JAY AND SILENT BOB STRIKE BACK

" A Jay and Silent Bob movie? " asks Ben Affleck, looking quizzically into the camera. " Who would pay to see that? " Given the extreme critical polarity Kevin Smith engenders, we’ll see. But in this critic’s opinion, Smith’s latest and ostensibly last J&SB flick is a corker. Its scope and production values are bigger and better than those of his last outing, Dogma, but its humor isn’t encumbered by that film’s ponderous theological parsing. Neither is it tempered with the over-earnestness of Chasing Amy or ruined by the pointlessness of Mallrats. It’s just a gleefully stupid, over-the-top cross-country romp populated with a ton of familiar faces and marked by a genial, if prurient, charm.

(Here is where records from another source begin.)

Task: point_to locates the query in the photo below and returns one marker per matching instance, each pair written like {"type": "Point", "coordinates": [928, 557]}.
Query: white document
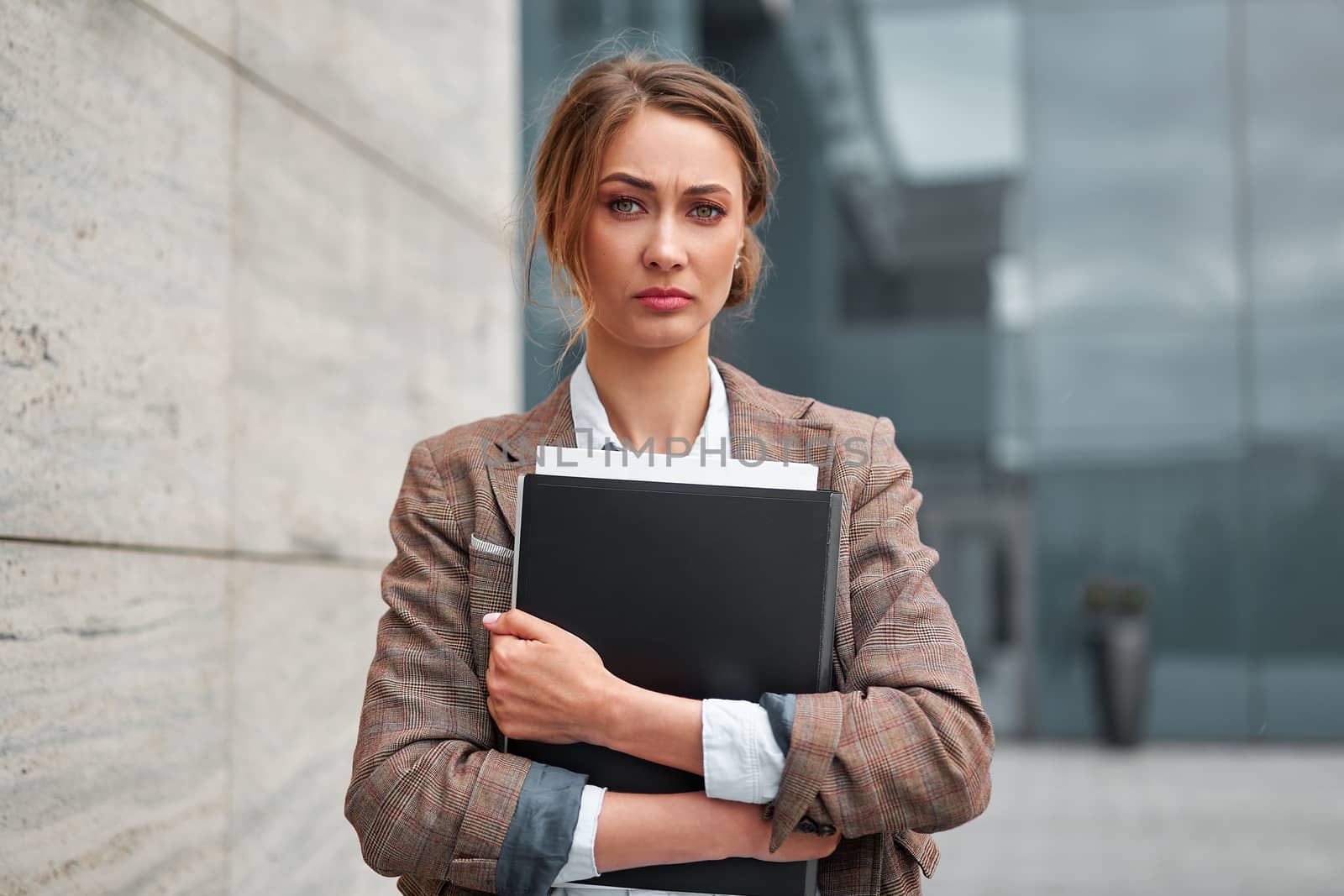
{"type": "Point", "coordinates": [600, 464]}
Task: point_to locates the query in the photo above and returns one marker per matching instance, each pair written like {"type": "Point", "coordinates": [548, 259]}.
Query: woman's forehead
{"type": "Point", "coordinates": [672, 152]}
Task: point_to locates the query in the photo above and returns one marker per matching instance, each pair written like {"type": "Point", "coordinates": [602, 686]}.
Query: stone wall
{"type": "Point", "coordinates": [250, 253]}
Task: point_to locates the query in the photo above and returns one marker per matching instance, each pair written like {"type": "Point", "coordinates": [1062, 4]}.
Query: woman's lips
{"type": "Point", "coordinates": [664, 302]}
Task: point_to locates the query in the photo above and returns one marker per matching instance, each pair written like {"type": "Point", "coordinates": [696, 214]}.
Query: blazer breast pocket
{"type": "Point", "coordinates": [491, 590]}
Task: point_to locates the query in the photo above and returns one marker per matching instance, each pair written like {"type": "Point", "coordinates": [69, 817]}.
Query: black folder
{"type": "Point", "coordinates": [692, 590]}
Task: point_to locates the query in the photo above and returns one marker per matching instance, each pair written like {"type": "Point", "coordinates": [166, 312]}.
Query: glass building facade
{"type": "Point", "coordinates": [1089, 257]}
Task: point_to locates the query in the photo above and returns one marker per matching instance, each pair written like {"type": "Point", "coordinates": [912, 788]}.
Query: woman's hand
{"type": "Point", "coordinates": [544, 684]}
{"type": "Point", "coordinates": [799, 846]}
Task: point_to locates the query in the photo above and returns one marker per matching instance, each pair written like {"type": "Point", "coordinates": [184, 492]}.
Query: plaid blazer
{"type": "Point", "coordinates": [900, 748]}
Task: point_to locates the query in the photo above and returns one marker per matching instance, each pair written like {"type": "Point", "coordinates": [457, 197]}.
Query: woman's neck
{"type": "Point", "coordinates": [652, 396]}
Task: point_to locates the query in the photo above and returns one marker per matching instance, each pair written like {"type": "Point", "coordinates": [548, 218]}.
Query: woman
{"type": "Point", "coordinates": [647, 186]}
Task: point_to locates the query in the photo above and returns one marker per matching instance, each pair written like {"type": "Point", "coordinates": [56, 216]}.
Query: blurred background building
{"type": "Point", "coordinates": [1085, 253]}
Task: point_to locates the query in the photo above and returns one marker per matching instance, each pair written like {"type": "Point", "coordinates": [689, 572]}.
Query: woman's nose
{"type": "Point", "coordinates": [664, 250]}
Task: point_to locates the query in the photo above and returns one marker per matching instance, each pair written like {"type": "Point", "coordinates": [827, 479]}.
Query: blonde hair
{"type": "Point", "coordinates": [564, 170]}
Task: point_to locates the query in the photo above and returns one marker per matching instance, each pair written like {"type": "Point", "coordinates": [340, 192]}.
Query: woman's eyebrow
{"type": "Point", "coordinates": [699, 190]}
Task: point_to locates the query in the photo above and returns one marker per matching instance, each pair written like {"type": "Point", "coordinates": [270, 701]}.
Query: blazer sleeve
{"type": "Point", "coordinates": [906, 746]}
{"type": "Point", "coordinates": [428, 794]}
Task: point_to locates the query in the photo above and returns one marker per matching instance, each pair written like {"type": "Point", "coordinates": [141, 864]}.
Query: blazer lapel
{"type": "Point", "coordinates": [764, 426]}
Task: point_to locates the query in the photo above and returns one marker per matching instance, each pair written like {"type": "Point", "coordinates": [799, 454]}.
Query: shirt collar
{"type": "Point", "coordinates": [591, 426]}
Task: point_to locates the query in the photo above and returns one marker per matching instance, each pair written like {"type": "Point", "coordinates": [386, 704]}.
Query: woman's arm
{"type": "Point", "coordinates": [548, 684]}
{"type": "Point", "coordinates": [428, 797]}
{"type": "Point", "coordinates": [664, 829]}
{"type": "Point", "coordinates": [906, 745]}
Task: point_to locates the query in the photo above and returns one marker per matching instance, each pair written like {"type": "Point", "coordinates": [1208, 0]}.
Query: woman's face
{"type": "Point", "coordinates": [669, 214]}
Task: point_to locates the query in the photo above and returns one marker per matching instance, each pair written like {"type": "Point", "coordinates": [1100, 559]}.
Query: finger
{"type": "Point", "coordinates": [522, 625]}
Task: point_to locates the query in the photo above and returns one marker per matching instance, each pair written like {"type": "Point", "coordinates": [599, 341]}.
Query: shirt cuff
{"type": "Point", "coordinates": [582, 864]}
{"type": "Point", "coordinates": [743, 761]}
{"type": "Point", "coordinates": [539, 836]}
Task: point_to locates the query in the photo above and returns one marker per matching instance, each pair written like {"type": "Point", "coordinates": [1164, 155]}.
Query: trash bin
{"type": "Point", "coordinates": [1119, 642]}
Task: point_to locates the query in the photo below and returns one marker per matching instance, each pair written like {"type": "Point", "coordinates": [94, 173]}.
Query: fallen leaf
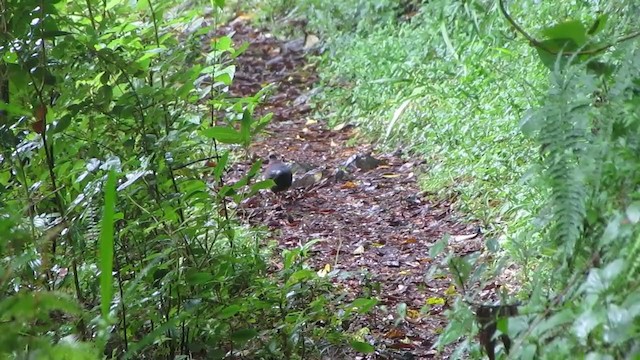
{"type": "Point", "coordinates": [395, 334]}
{"type": "Point", "coordinates": [349, 185]}
{"type": "Point", "coordinates": [324, 271]}
{"type": "Point", "coordinates": [464, 237]}
{"type": "Point", "coordinates": [410, 240]}
{"type": "Point", "coordinates": [451, 290]}
{"type": "Point", "coordinates": [413, 314]}
{"type": "Point", "coordinates": [435, 301]}
{"type": "Point", "coordinates": [391, 176]}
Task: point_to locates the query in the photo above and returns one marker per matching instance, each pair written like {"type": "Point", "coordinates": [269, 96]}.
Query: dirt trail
{"type": "Point", "coordinates": [372, 222]}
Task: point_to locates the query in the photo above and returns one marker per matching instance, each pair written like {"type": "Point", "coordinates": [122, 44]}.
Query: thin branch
{"type": "Point", "coordinates": [541, 45]}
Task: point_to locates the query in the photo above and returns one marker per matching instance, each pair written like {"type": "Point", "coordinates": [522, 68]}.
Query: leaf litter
{"type": "Point", "coordinates": [375, 225]}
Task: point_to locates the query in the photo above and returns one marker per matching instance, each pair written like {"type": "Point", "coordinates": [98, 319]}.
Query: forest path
{"type": "Point", "coordinates": [375, 225]}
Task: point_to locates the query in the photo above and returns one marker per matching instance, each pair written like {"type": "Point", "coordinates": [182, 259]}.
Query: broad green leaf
{"type": "Point", "coordinates": [439, 246]}
{"type": "Point", "coordinates": [362, 305]}
{"type": "Point", "coordinates": [569, 30]}
{"type": "Point", "coordinates": [198, 278]}
{"type": "Point", "coordinates": [262, 185]}
{"type": "Point", "coordinates": [54, 33]}
{"type": "Point", "coordinates": [13, 109]}
{"type": "Point", "coordinates": [223, 134]}
{"type": "Point", "coordinates": [230, 311]}
{"type": "Point", "coordinates": [586, 322]}
{"type": "Point", "coordinates": [106, 244]}
{"type": "Point", "coordinates": [633, 212]}
{"type": "Point", "coordinates": [244, 335]}
{"type": "Point", "coordinates": [245, 127]}
{"type": "Point", "coordinates": [599, 24]}
{"type": "Point", "coordinates": [221, 165]}
{"type": "Point", "coordinates": [222, 43]}
{"type": "Point", "coordinates": [401, 310]}
{"type": "Point", "coordinates": [557, 47]}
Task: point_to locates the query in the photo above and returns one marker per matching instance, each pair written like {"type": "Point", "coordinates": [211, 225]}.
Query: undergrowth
{"type": "Point", "coordinates": [534, 143]}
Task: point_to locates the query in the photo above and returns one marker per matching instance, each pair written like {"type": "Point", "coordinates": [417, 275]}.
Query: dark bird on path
{"type": "Point", "coordinates": [279, 172]}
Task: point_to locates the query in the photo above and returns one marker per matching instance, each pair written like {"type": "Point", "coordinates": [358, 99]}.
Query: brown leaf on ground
{"type": "Point", "coordinates": [368, 209]}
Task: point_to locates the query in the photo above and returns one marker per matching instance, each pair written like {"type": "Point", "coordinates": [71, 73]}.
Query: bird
{"type": "Point", "coordinates": [279, 172]}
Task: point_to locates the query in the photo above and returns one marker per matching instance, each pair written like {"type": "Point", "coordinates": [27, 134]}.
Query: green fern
{"type": "Point", "coordinates": [568, 159]}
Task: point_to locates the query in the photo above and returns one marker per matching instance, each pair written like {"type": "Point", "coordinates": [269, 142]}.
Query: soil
{"type": "Point", "coordinates": [375, 225]}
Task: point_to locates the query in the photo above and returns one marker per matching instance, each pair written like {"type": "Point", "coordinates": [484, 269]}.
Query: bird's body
{"type": "Point", "coordinates": [279, 172]}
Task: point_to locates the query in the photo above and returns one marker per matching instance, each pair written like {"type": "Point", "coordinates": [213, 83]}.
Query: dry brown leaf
{"type": "Point", "coordinates": [391, 176]}
{"type": "Point", "coordinates": [395, 334]}
{"type": "Point", "coordinates": [359, 250]}
{"type": "Point", "coordinates": [410, 240]}
{"type": "Point", "coordinates": [349, 185]}
{"type": "Point", "coordinates": [464, 237]}
{"type": "Point", "coordinates": [324, 271]}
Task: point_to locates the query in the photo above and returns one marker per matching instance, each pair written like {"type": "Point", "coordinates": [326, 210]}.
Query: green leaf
{"type": "Point", "coordinates": [633, 212]}
{"type": "Point", "coordinates": [262, 185]}
{"type": "Point", "coordinates": [362, 347]}
{"type": "Point", "coordinates": [530, 123]}
{"type": "Point", "coordinates": [54, 33]}
{"type": "Point", "coordinates": [569, 30]}
{"type": "Point", "coordinates": [245, 127]}
{"type": "Point", "coordinates": [439, 246]}
{"type": "Point", "coordinates": [220, 166]}
{"type": "Point", "coordinates": [599, 24]}
{"type": "Point", "coordinates": [199, 278]}
{"type": "Point", "coordinates": [62, 124]}
{"type": "Point", "coordinates": [222, 43]}
{"type": "Point", "coordinates": [230, 311]}
{"type": "Point", "coordinates": [14, 109]}
{"type": "Point", "coordinates": [362, 305]}
{"type": "Point", "coordinates": [556, 46]}
{"type": "Point", "coordinates": [223, 134]}
{"type": "Point", "coordinates": [244, 335]}
{"type": "Point", "coordinates": [401, 310]}
{"type": "Point", "coordinates": [106, 244]}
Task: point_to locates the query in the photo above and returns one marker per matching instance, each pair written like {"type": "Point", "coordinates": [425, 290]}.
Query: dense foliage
{"type": "Point", "coordinates": [531, 130]}
{"type": "Point", "coordinates": [117, 218]}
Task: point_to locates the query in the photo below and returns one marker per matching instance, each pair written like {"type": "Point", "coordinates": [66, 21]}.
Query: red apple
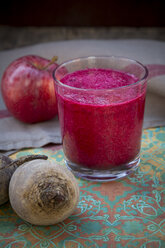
{"type": "Point", "coordinates": [28, 89]}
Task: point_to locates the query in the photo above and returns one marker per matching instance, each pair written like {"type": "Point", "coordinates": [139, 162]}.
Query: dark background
{"type": "Point", "coordinates": [135, 13]}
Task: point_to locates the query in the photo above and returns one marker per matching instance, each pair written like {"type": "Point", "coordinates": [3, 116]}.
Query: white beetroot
{"type": "Point", "coordinates": [43, 192]}
{"type": "Point", "coordinates": [7, 168]}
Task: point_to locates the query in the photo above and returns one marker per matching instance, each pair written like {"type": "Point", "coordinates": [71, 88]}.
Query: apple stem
{"type": "Point", "coordinates": [54, 59]}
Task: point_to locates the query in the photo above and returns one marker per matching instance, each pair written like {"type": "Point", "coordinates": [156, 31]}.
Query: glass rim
{"type": "Point", "coordinates": [144, 78]}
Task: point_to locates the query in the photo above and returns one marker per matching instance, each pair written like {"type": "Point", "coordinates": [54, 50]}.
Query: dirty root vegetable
{"type": "Point", "coordinates": [7, 168]}
{"type": "Point", "coordinates": [43, 192]}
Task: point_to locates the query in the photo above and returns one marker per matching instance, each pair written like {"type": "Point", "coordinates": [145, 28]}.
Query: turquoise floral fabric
{"type": "Point", "coordinates": [126, 213]}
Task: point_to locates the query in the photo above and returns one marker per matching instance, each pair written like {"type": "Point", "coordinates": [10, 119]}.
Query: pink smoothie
{"type": "Point", "coordinates": [101, 132]}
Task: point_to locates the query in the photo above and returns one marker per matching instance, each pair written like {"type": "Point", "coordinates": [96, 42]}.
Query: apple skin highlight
{"type": "Point", "coordinates": [28, 89]}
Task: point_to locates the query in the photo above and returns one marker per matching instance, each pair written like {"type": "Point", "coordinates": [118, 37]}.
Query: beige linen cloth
{"type": "Point", "coordinates": [17, 135]}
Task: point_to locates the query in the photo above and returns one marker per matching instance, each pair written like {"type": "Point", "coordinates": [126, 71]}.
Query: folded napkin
{"type": "Point", "coordinates": [17, 135]}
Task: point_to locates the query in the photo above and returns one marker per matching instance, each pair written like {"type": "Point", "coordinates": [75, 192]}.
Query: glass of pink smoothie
{"type": "Point", "coordinates": [101, 107]}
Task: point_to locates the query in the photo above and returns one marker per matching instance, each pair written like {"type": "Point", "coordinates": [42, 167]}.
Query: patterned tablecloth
{"type": "Point", "coordinates": [124, 213]}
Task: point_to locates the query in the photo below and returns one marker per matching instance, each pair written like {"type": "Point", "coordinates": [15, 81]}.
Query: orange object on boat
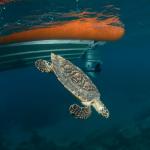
{"type": "Point", "coordinates": [81, 29]}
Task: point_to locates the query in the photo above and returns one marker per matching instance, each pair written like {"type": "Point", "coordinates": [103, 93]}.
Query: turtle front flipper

When the duo discover that the comic book they’ve inspired is due for a big-screen treatment, they’re less angry that they’ve been cut out of the deal than that posters on www.moviepoopshoot.com are slandering the film — and them — in advance of its release ( " Fuck Jay and Silent Bob up their stupid asses, " writes " MagnoliaFan " ). This won’t stand. They post a warning to their anonymous antagonists ( " We’re gonna make you eat our shit, then shit out our shit, then eat your shit, which is made up of our shit, which we made you eat " ), then head for Tinseltown to halt production and redeem their good names.

What follows doesn’t quite know what it wants to be, and that’s fine. It’s a road movie. It’s a buddy film. It’s a Hollywood satire (in which Smith chomps off the hand that feeds him, Miramax’s, with gusto). It’s got four Charlie’s Angel–type vixens in stretch black-leather suits. It’s got more mimed fellatio than you can shake a dick at. It’s got local boys Ben and Matt in Good Will Hunting 2: Hunting Season. It’s got Luke Skywalker as a shock-haired villain named Cock Knocker. It’s got an orangutan. And it’s got Jay (Jason Mewes) and Silent Bob (Smith) themselves. The former’s hyperkinetic scatological riffing has been refined to zen-like perfection; the latter speaks scarcely a word, but his eyebrows should be nominated for some kind of Oscar. I’d pay to see it again.